Opinion: The bicycle is the vehicle to transform a community

Publisher’s note: The following is Ty Polastri’s speech from the Aug. 16, 2011, environmental summit at Homewood.

By Ty Polastri

How many of you have ever ridden a bicycle?

How many continue to ride today?

The No. 1 reason people no longer ride is because they don’t feel safe. They don’t feel safe riding a bicycle to work, school, running errands or going to the beach out of fear they will be injured from an automobile.

And we need to change that.

From 2005-07, over 2000 residents took magic markers to aerial photos and laid out the communities they would like to see during the lt summitplaced-based workshops of Pathways 2007 – the outcome from that process was a consensus for a more people-centric, multi-modal, and sustainable community.

What is people centric?

The way I look at it is when people ride their bike or walk they become more intimate with their surroundings:

• They become more aware of the air they breathe

• They make eye contact and connect with one another

• They move their bodies and happy neurotransmitters are released

• They see businesses for the first time and stop to shop, eat or drink.

• It’s a slower pace that allows the world to penetrate us.

How do we plan a more people centric community?

One way is to begin changing the context of how we see the downtown. What if we saw the roadway as a life-way, and the life-way as an avenue for livability? From this context we begin looking beyond the limits of the curbs and see the streetscape full of people, businesses, schools, parks and residences. There are children at play, adults at work, shoppers strolling, and elderly and the disabled moving with ease and safety. The streets are a streetscape of aliveness full of vitality and commerce, rich in color and texture, with places for people to commune with nature and each other.

Another way is at the planning table with highway engineers, behaviorists, economic development specialists and local government representatives speaking about the uses of the buildings on the streetscape and reframing the design parameters to include a more humanistic approach to the mobility of people, goods and services.

For example, an area of the streetscape has several restaurants, wouldn’t it be cool to provide space so they could set up sidewalk dinning. Or another section of the streetscape has a senior’s housing complex. We will need to consider their needs as for some of them may be hearing, sight and mobility impaired. We may need to design their streetscape to aid their safe mobility and use of public transit.
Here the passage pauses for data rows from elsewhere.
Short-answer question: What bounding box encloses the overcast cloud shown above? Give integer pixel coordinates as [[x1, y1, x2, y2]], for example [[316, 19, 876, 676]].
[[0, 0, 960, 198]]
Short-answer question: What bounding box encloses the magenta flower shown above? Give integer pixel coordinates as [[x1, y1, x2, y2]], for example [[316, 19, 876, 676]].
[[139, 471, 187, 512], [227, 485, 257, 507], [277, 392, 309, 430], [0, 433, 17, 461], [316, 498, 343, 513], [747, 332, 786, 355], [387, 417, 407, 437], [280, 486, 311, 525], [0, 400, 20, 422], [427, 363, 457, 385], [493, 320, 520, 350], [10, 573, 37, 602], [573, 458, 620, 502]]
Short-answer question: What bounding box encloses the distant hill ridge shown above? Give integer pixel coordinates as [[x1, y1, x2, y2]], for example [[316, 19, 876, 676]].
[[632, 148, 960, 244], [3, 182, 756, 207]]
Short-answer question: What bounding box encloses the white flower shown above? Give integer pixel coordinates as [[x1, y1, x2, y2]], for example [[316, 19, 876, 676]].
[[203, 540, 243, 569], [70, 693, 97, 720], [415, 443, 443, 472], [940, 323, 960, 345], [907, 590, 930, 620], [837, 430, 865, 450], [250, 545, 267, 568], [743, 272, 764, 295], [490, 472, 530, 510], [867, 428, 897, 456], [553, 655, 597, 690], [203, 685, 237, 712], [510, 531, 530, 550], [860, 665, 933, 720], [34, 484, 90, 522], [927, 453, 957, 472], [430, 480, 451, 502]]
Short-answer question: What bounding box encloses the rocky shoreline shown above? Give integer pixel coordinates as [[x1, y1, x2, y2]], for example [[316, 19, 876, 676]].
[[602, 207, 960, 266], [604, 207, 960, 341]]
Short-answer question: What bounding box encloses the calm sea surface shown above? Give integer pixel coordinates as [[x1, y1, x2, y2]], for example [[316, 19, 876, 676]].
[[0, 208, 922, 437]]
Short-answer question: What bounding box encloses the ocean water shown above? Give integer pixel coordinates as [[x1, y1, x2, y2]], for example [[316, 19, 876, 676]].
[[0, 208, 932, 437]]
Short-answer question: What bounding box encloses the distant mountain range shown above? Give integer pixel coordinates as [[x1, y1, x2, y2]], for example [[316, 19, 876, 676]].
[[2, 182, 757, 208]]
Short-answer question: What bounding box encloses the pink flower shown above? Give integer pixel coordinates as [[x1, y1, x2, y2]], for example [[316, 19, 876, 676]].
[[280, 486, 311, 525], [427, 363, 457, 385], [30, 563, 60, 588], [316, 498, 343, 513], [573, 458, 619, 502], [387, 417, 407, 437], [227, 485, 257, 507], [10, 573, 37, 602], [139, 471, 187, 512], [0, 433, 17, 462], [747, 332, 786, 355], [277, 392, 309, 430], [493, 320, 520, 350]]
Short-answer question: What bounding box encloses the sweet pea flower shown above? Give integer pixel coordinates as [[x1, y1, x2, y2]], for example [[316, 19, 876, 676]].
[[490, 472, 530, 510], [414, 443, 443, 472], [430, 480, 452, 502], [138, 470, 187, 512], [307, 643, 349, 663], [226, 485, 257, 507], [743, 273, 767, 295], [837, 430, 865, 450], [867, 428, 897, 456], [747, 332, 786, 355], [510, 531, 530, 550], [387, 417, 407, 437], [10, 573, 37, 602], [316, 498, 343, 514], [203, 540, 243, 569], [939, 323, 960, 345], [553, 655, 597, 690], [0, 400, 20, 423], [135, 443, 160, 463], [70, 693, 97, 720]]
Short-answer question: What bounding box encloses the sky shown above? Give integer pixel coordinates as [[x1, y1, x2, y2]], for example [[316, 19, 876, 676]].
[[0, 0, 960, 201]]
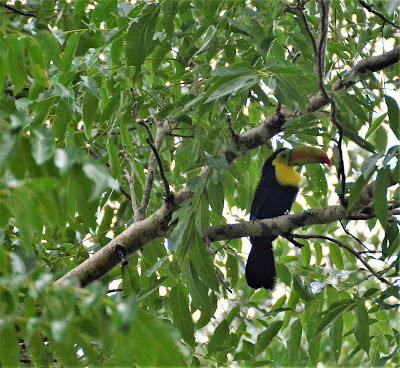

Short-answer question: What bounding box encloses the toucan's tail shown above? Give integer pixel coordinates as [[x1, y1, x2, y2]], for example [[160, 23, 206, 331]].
[[246, 237, 276, 290]]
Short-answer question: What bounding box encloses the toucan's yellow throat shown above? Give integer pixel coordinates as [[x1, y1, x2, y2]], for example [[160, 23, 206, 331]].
[[272, 146, 332, 188]]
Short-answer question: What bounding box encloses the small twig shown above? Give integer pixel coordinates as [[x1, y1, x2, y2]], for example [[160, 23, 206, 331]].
[[329, 105, 347, 207], [226, 114, 236, 138], [125, 153, 139, 222], [297, 0, 318, 55], [339, 220, 373, 253], [358, 0, 400, 28], [114, 244, 128, 266], [146, 138, 174, 204], [216, 272, 233, 295], [290, 234, 395, 287], [107, 289, 124, 294], [0, 3, 38, 18], [283, 234, 304, 249], [131, 88, 154, 142], [314, 0, 331, 101]]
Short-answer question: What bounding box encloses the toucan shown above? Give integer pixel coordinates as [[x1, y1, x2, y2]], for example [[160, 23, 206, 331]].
[[246, 146, 332, 290]]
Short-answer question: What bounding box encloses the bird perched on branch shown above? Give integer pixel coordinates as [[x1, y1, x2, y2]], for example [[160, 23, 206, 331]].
[[246, 146, 332, 290]]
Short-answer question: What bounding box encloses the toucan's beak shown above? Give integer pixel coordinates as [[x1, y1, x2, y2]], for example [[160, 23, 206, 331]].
[[289, 146, 332, 166]]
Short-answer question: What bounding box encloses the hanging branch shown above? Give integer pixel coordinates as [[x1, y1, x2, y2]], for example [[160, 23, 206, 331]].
[[125, 153, 139, 222], [285, 234, 395, 287], [0, 3, 38, 18], [358, 0, 400, 28], [146, 138, 174, 205], [296, 0, 318, 56]]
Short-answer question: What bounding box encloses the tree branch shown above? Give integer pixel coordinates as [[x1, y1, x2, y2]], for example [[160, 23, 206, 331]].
[[0, 3, 38, 18], [55, 46, 400, 286], [358, 0, 400, 28], [291, 234, 395, 287]]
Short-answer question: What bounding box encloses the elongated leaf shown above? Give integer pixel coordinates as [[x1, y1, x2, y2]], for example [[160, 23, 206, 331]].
[[184, 260, 216, 328], [32, 127, 54, 165], [255, 321, 283, 355], [195, 195, 209, 234], [385, 95, 400, 139], [168, 285, 195, 347], [315, 300, 356, 335], [276, 262, 292, 287], [6, 35, 26, 95], [126, 4, 160, 73], [189, 234, 219, 291], [61, 32, 82, 72], [162, 0, 178, 38], [329, 243, 344, 270], [354, 304, 371, 354], [205, 75, 259, 103], [207, 320, 229, 355], [0, 318, 20, 367], [374, 167, 390, 229], [347, 174, 372, 212], [293, 275, 315, 301], [288, 319, 303, 366], [329, 316, 343, 361], [107, 137, 121, 180], [91, 0, 117, 26]]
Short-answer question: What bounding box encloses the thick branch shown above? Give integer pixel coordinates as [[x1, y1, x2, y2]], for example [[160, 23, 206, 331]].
[[332, 46, 400, 91], [56, 46, 400, 286], [358, 0, 400, 28], [307, 46, 400, 112]]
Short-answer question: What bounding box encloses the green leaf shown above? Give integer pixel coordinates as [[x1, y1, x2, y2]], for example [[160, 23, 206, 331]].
[[126, 4, 160, 73], [168, 285, 195, 347], [207, 320, 229, 355], [205, 75, 259, 103], [293, 275, 315, 302], [194, 195, 210, 234], [329, 316, 343, 362], [347, 173, 372, 213], [276, 262, 292, 287], [83, 162, 119, 200], [315, 300, 356, 336], [288, 319, 303, 366], [81, 76, 101, 100], [32, 126, 54, 165], [342, 125, 376, 153], [189, 233, 219, 291], [255, 321, 283, 355], [2, 35, 26, 96], [365, 113, 387, 139], [107, 137, 121, 180], [385, 95, 400, 139], [301, 243, 311, 267], [61, 32, 82, 72], [329, 243, 344, 270], [90, 0, 117, 27], [374, 166, 390, 229], [313, 242, 323, 265], [183, 260, 216, 328], [354, 304, 371, 354], [53, 100, 72, 143], [162, 0, 178, 38], [226, 253, 239, 287], [0, 318, 20, 367]]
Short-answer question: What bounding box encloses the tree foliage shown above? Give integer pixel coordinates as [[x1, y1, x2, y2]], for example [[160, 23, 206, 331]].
[[0, 0, 400, 367]]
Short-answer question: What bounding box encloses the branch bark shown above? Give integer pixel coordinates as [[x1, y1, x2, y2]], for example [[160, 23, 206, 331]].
[[55, 46, 400, 286]]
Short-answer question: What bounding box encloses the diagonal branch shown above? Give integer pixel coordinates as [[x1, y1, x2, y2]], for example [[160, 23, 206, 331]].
[[56, 46, 400, 286], [290, 234, 395, 287], [358, 0, 400, 28]]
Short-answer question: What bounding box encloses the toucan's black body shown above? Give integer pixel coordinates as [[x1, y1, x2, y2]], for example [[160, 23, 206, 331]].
[[246, 148, 299, 289]]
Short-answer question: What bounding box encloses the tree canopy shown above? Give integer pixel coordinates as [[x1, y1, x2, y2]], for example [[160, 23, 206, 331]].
[[0, 0, 400, 367]]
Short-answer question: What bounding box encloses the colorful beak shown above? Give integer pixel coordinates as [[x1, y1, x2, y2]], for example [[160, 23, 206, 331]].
[[289, 146, 332, 166]]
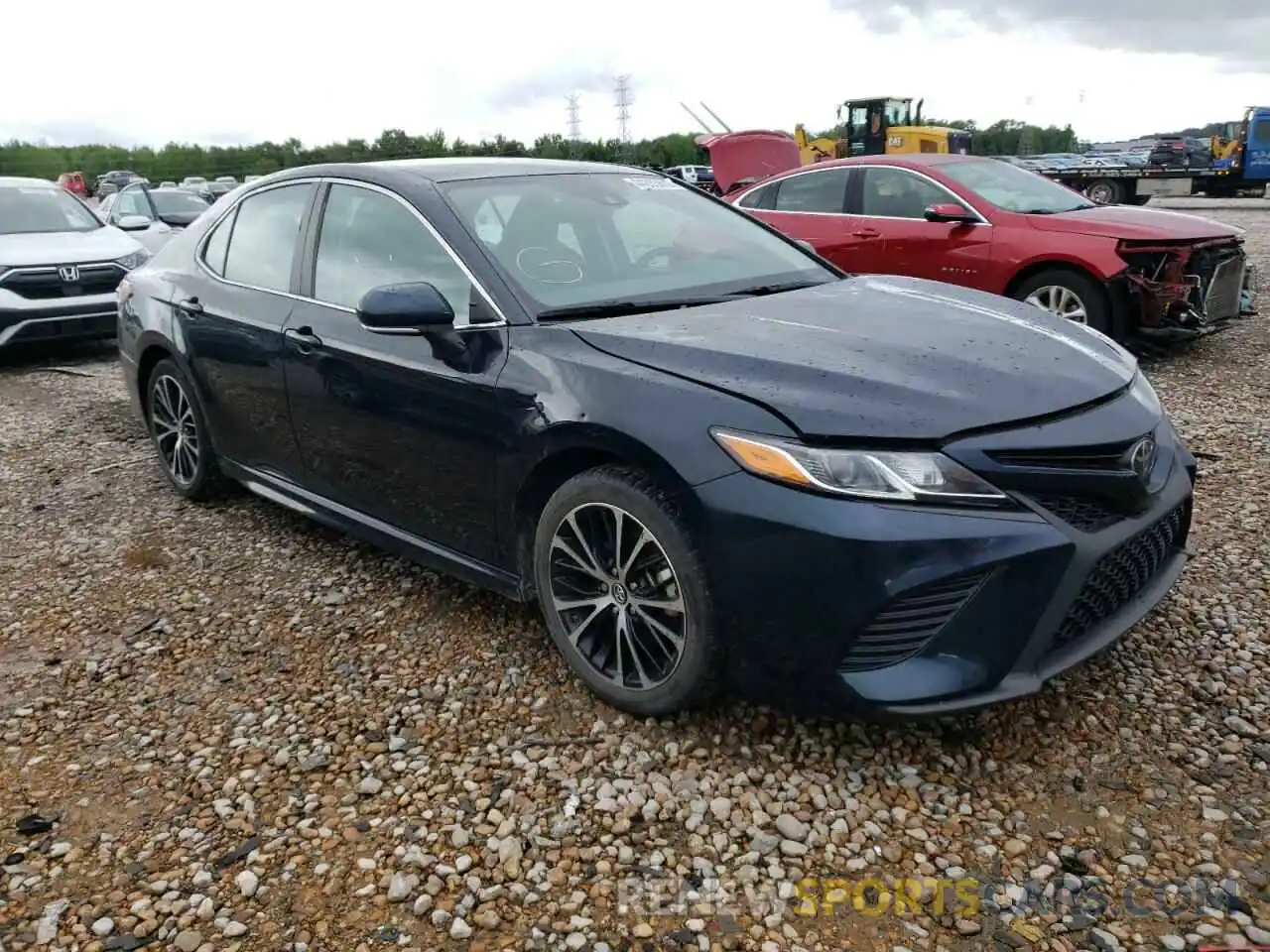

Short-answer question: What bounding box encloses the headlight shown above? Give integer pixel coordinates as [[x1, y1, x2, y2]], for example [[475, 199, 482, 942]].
[[711, 430, 1012, 508], [114, 248, 150, 272]]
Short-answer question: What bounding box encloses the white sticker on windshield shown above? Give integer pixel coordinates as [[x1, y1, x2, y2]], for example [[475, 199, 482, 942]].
[[626, 176, 679, 191]]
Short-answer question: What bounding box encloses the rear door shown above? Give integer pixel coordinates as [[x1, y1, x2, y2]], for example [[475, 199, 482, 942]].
[[173, 181, 318, 480], [847, 165, 992, 289], [736, 165, 880, 272]]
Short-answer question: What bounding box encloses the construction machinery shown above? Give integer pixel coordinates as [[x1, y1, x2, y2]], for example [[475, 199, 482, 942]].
[[794, 122, 838, 165], [837, 96, 972, 159]]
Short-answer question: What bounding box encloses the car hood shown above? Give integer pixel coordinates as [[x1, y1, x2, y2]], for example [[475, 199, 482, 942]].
[[574, 277, 1137, 441], [1028, 204, 1239, 241], [0, 226, 141, 268]]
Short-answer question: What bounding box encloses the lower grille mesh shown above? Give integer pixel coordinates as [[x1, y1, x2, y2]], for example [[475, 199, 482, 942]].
[[1054, 502, 1190, 648], [838, 571, 990, 672], [1033, 493, 1125, 532]]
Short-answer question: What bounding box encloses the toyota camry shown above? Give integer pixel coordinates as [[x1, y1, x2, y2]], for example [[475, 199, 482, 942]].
[[118, 159, 1195, 715]]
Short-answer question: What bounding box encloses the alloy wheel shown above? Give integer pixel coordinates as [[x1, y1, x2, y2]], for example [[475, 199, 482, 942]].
[[150, 375, 199, 486], [549, 503, 690, 690], [1024, 285, 1089, 323]]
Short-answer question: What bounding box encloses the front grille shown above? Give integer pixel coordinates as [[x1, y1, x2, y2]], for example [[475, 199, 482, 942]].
[[1054, 500, 1190, 648], [1204, 254, 1244, 321], [0, 264, 127, 300], [988, 439, 1137, 472], [1031, 493, 1125, 532], [838, 571, 990, 674]]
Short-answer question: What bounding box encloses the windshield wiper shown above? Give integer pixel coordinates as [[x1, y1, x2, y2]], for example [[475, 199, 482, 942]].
[[539, 281, 830, 321], [539, 295, 744, 321], [730, 281, 833, 299]]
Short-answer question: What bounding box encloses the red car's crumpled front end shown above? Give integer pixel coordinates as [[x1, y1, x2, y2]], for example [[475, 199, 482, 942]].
[[1116, 237, 1257, 339]]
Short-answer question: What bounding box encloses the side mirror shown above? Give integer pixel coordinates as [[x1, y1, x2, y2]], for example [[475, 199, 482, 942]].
[[114, 214, 154, 231], [922, 202, 978, 225], [357, 281, 454, 335]]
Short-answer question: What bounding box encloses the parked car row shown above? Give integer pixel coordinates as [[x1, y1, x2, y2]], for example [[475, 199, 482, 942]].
[[58, 169, 260, 202], [711, 144, 1255, 345], [86, 159, 1195, 716]]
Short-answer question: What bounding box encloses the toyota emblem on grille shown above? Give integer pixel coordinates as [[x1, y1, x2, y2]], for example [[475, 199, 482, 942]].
[[1125, 436, 1156, 482]]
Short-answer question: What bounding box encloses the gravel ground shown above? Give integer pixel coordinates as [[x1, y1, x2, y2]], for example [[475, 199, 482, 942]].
[[0, 212, 1270, 952]]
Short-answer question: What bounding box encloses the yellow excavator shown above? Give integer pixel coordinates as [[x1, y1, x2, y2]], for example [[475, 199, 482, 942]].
[[794, 96, 972, 165]]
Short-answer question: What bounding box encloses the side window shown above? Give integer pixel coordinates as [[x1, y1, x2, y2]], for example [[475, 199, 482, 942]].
[[314, 185, 472, 314], [774, 169, 847, 214], [736, 182, 780, 209], [860, 169, 961, 218], [222, 182, 314, 291], [203, 209, 237, 277], [110, 187, 154, 218]]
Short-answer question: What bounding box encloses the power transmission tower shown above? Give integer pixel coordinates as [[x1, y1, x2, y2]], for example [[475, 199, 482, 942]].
[[616, 75, 631, 162], [1019, 96, 1036, 155]]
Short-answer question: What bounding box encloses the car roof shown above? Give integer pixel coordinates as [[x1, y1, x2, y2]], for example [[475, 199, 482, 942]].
[[827, 153, 996, 169], [0, 173, 58, 187], [269, 156, 654, 181]]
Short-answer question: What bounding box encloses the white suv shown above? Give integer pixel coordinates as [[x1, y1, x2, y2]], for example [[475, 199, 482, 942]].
[[0, 177, 150, 348]]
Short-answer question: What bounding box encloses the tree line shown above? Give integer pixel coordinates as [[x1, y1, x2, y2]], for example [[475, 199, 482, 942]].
[[0, 119, 1112, 182]]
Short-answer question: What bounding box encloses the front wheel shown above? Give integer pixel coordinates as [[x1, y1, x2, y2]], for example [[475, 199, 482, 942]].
[[1015, 268, 1116, 336], [534, 466, 720, 717]]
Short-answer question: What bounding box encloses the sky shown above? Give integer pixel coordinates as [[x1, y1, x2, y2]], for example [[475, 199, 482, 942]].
[[0, 0, 1270, 146]]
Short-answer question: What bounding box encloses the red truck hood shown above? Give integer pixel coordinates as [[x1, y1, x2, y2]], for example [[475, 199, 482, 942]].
[[1028, 204, 1239, 241], [698, 130, 800, 193]]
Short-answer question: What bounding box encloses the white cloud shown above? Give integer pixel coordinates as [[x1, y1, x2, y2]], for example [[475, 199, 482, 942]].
[[0, 0, 1270, 145]]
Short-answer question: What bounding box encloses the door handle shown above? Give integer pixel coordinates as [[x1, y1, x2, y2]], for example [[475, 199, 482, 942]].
[[282, 325, 321, 354]]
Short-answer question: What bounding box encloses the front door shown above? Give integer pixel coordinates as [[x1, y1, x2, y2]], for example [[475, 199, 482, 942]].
[[736, 165, 881, 272], [847, 167, 992, 287], [286, 182, 508, 562], [172, 182, 317, 479]]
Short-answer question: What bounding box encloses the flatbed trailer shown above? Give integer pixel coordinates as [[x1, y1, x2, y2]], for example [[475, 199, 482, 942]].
[[1021, 164, 1266, 204]]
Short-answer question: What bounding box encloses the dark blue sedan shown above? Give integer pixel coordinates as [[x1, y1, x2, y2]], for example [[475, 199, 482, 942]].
[[119, 159, 1195, 715]]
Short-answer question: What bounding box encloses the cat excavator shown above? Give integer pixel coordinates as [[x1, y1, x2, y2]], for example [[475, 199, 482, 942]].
[[794, 96, 972, 165]]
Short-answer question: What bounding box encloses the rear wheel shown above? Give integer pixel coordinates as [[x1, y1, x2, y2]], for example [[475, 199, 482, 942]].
[[145, 358, 228, 500], [534, 466, 720, 717], [1015, 268, 1116, 336]]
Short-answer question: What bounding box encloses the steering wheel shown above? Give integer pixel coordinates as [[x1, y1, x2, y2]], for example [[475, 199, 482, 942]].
[[631, 245, 680, 271], [516, 245, 586, 285]]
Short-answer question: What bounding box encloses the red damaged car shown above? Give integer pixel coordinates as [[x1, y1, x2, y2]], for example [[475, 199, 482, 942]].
[[704, 133, 1252, 343]]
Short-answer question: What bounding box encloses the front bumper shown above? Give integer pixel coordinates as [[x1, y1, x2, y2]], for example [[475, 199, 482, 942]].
[[698, 424, 1194, 716], [0, 295, 118, 346]]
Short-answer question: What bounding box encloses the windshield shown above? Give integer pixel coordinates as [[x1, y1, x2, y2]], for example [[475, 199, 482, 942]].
[[940, 159, 1094, 214], [0, 185, 101, 235], [442, 173, 838, 312], [150, 187, 207, 214]]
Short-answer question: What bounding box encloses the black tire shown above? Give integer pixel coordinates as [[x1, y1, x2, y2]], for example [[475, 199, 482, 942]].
[[534, 466, 721, 717], [1013, 268, 1120, 340], [142, 358, 231, 502], [1084, 178, 1124, 204]]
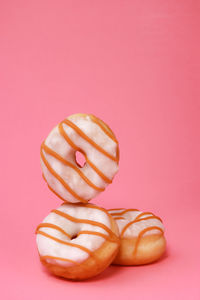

What if a vacant lot was turned into a public meeting place with benches and landscaping that could provide a convenient time out from our busy lives.

When we begin to look at people’s needs and activities, and the uses of the buildings on the streetscape, we begin re-humanizing ourselves and we set the stage for reclaiming our community where the automobile no longer is the dominate user of the streetscape – but rather one element of a more multi-modal mobility plan.

Another phrase that is being used to describe this streetscape is complete streets.

Complete streets are consistent with the Tahoe Regional Planning Compact mandate to reduce dependency on the automobile and green house gas emissions, meets Pathways 2007 thresholds, the Prosperity Plan, and is under mandate by the state of California.

We know what needs to be done.

We need leadership and collaboration among federal, state, local agencies and the private sector to work together to co-design our communities, develop cost effective investment strategies, and efficient policies that enable us to begin reshaping our communities for the 50 million California residents who will descend upon us in the coming decades — with the intent of restoring their spirits, reconnecting with family and friends, and giving a go at a new challenge that may include of biking, skiing, hiking, shopping, and all the other activities that make up the Tahoe Lifestyle.

So, you see it’s not really about the bicycle alone.

But when a community accommodates for the bicycle it becomes the vehicle that sets in motion a transformation for accommodating all users on the streetscape, and sends a clear message that we care about the long-term health of our communities, the environment and the economy.

At the Lake Tahoe Bicycle Coalition we are doing our part to help promote, educate and move toward a more livable and sustainable Lake Tahoe.

Ride with us as we move to restore the heart, vitality and safety of our communities for generations to come.

Thank you.

Ty Polastri is president of the Lake Tahoe Bicycle Coalition.